10. Beteiligung der anerkannten Naturschutzverbände an den Erträgen der neuen Naturschutzlotterie "genau" (bisher nur Gewinnchance für ein 5000 -Projekt). KOA-Vereinbarung: "Projekte im Bereich des Umwelt- und Naturschutzes benötigen entsprechende finanzielle und vor allem zielgerichtete Unterstützung. Daher setzen wir uns unter Einbeziehung der Erfahrungen anderer deutscher Länder bei der Landeslotteriegesellschaft für die Wiedereinführung einer neugestalteten Umweltlotterie ein".

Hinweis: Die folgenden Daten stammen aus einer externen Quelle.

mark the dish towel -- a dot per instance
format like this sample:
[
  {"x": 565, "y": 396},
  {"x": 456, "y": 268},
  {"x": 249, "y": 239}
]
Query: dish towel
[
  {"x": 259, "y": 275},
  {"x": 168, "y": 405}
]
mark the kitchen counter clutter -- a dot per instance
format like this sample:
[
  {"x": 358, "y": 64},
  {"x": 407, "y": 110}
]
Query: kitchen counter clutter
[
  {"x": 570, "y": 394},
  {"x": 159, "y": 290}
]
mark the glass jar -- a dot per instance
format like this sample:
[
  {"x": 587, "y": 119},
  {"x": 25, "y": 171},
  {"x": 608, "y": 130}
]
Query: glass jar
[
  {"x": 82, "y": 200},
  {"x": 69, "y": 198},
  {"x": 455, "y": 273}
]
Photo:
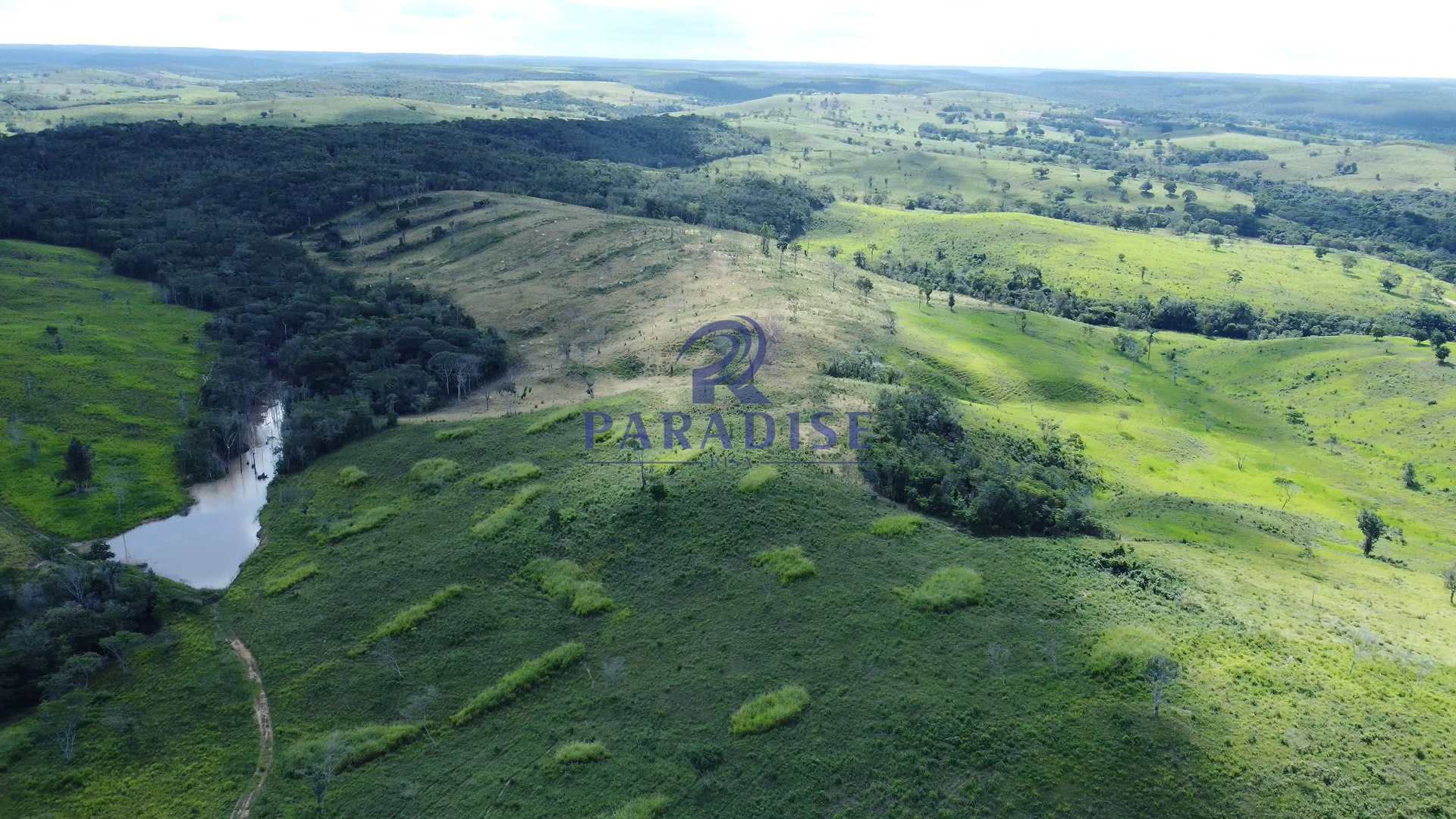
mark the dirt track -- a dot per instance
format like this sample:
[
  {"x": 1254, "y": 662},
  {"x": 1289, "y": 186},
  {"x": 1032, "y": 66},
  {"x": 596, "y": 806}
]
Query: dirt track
[{"x": 264, "y": 717}]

11. Einsatz für eine grundlegende Reform der Agrar-Subventionen auf deutscher und europäischer Ebene (Öffentliches Geld nur für öffentliche Leistungen!). KOA-Vereinbarung: "Wir wollen, dass die Agrarförderung an die Erbringung gesellschaftlicher Leistungen geknüpft wird"

12. Naturverträgliche Energiewende: Schutzprojekte für vom Ausbau der Windkraft besonders betroffenen Arten (z. B. Fledermäuse, Rotmilan, Schwarzstorch). KOA-Vereinbarung: "Energiewende ... im Einklang mit dem Erhalt der biologischen Vielfalt"

13. Abschaffung der Privilegierung der Windkraft nach §35 Abs. 1 Nr. 5 zugunsten einer Steuerung über die Raumordnung. Bundesratsinitiative im Zuge der Novellierung des Baugesetzbuches.

14. Initiative zur Umsetzung von Artenschutz an öffentlichen Gebäuden des Landes und der Kommunen im Zuge der Hessischen Biodiversitätsstrategie. KOA-Vereinbarung: "Zum Erhalt der biologischen Vielfalt und der Schönheit der in unseren Regionen charakteristischen Tier- und Pflanzenwelt wird die Hessische Biodiversitätsstrategie umgesetzt und weiterentwickelt".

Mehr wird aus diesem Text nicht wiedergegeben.